Another solution would be creation the objects programmatically. Since any component can be added to any GameObject it is possible to make any remade ui objects that editor provided.

...
GameObject uiObject = new GameObject();
Text label = uiObject.AddComponent<Text>();

label.text = "Hello!";
...

That works but you know that it must be placed in a Canvas and you would needed more when you make more complex objects like Button or Dropdown. Its just a bunch of nested objects and attached components like image, text and button.

button_hierarchy.png

This is how I started to create quill. I wanted to create the elements I need in one line without going back and fourth between editor and code, referencing and managing all objects and wrappers, so on. Quill does not try to replace Unity UI. It only provides an api to achieve the programmatic functionality I described above.

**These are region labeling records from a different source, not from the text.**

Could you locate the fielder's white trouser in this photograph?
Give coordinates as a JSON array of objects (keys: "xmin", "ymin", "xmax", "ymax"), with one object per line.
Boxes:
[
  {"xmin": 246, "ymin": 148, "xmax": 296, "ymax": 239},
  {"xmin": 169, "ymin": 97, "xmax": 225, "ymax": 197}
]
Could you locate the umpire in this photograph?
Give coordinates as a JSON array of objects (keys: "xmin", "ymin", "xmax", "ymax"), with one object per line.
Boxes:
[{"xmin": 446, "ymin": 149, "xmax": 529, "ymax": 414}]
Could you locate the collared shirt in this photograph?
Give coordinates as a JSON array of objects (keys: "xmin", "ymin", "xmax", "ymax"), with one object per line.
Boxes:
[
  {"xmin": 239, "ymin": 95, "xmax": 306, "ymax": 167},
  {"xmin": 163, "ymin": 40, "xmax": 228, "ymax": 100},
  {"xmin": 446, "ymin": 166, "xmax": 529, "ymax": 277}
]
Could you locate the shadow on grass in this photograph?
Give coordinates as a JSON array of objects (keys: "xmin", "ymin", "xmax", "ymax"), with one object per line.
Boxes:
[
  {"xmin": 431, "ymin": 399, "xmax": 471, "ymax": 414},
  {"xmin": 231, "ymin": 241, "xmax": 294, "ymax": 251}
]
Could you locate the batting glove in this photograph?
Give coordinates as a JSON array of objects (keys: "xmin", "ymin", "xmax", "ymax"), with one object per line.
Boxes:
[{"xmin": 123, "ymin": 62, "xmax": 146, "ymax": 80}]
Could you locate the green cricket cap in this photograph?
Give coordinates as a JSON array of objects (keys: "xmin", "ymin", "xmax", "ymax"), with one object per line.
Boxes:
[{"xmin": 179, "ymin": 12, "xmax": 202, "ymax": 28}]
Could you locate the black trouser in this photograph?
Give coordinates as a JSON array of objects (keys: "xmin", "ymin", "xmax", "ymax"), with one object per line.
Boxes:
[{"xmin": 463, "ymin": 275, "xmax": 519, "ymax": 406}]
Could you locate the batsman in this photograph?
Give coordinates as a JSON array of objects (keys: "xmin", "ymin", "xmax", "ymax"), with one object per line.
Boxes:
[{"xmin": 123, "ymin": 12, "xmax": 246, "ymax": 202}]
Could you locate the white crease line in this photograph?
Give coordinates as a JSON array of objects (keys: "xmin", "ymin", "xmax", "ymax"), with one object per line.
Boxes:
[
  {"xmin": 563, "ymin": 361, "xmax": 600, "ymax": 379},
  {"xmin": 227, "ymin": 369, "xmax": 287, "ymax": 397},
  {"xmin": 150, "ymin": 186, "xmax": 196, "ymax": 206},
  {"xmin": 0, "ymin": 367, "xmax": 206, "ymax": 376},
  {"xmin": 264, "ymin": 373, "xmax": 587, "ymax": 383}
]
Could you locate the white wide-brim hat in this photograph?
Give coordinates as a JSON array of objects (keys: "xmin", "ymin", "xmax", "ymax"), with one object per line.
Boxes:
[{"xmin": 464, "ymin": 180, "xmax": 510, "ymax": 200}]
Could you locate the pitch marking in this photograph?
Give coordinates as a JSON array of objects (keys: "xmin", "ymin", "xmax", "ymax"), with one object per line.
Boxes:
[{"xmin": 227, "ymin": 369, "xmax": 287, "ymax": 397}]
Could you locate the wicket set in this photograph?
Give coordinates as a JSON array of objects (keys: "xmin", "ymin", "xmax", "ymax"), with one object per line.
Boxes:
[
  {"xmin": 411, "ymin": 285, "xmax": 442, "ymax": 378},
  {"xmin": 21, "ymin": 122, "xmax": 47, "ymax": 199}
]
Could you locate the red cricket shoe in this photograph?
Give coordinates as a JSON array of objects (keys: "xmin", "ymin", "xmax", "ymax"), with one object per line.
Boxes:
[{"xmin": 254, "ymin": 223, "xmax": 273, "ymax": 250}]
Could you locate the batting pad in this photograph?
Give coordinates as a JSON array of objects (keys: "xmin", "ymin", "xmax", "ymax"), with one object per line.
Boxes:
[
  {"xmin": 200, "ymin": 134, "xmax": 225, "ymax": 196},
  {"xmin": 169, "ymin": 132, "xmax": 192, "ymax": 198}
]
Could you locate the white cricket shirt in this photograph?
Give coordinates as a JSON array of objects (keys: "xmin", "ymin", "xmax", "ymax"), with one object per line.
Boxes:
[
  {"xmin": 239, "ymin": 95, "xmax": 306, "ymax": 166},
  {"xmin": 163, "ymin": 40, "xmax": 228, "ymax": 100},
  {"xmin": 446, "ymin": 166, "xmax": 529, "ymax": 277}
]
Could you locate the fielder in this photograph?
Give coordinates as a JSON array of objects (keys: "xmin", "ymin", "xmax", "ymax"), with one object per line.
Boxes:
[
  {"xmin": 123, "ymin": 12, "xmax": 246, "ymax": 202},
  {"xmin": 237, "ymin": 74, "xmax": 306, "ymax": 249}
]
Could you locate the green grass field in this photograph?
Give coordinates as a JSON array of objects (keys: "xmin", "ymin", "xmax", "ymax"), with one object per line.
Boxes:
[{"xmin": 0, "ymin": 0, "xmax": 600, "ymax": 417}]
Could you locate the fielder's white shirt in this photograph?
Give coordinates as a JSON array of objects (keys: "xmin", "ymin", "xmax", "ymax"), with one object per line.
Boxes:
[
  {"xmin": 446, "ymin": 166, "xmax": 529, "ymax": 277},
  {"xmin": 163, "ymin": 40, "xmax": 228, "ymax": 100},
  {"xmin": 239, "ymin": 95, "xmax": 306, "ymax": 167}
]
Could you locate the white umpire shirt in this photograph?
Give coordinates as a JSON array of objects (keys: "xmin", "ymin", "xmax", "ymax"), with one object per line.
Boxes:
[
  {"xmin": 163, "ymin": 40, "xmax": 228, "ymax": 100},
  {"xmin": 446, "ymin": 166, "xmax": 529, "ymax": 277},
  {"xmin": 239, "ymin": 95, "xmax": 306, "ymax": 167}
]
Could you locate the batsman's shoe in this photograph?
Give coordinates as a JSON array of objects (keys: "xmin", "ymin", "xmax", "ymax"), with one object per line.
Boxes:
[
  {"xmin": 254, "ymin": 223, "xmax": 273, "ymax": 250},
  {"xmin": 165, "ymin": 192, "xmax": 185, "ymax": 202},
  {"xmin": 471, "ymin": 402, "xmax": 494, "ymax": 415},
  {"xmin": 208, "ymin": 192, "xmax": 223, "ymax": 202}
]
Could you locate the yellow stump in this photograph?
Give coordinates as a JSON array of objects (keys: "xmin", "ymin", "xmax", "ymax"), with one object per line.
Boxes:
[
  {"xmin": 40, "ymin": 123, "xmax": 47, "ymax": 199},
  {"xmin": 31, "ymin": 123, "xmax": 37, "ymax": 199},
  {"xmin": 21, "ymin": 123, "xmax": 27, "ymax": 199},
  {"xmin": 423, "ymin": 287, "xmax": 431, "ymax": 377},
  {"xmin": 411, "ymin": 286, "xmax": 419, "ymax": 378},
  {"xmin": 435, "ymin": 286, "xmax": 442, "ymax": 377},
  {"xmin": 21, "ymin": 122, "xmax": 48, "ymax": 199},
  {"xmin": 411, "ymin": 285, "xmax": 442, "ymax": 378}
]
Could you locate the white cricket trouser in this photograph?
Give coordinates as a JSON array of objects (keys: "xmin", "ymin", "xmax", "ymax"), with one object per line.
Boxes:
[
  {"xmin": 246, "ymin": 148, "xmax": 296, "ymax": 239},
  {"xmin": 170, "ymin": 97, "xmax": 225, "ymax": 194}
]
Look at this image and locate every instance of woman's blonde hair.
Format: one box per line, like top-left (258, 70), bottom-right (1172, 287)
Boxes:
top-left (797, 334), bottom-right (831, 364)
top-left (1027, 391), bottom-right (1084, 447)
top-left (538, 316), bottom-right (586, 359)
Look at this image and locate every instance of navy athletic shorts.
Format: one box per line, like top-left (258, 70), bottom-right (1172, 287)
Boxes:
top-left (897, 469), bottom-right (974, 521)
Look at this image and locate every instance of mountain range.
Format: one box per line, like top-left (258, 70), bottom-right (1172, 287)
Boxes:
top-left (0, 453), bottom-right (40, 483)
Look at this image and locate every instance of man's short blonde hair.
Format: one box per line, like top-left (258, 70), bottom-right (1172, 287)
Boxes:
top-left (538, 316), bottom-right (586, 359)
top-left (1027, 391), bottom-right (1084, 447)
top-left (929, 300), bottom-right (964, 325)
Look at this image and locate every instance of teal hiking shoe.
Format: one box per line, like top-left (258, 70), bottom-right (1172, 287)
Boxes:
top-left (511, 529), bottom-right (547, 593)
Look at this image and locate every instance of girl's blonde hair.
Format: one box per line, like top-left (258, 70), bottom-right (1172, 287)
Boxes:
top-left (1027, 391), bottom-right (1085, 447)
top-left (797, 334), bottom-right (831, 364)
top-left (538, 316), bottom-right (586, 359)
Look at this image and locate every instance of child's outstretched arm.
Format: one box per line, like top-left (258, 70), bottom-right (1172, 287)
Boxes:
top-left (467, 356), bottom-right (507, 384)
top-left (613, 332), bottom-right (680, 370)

Here is the label and button:

    public class QuillLabel : Text, IQuillElement
    {
        ...
    }

quill_label.png

    public class QuillButton : Button, IQuillElement
    {
        ...
        public QuillLabel label;
        public QuillBox box;
        ...
    }

quill_button.png

So every quill component is derived from the unity ui class itself. Then you would use the way you use normally.

var label = Quill.CreateLabel("hello world!");
label.fontSize = 20;

var button = Quill.CreateButton("hello button!");
button.onClick.AddListener(SomeMethod);
button.interactable = false;

Benefits

Also, it exposes c# api to lua (MoonSharp). It will hook up Init and OnUpdate functions from main.lua file.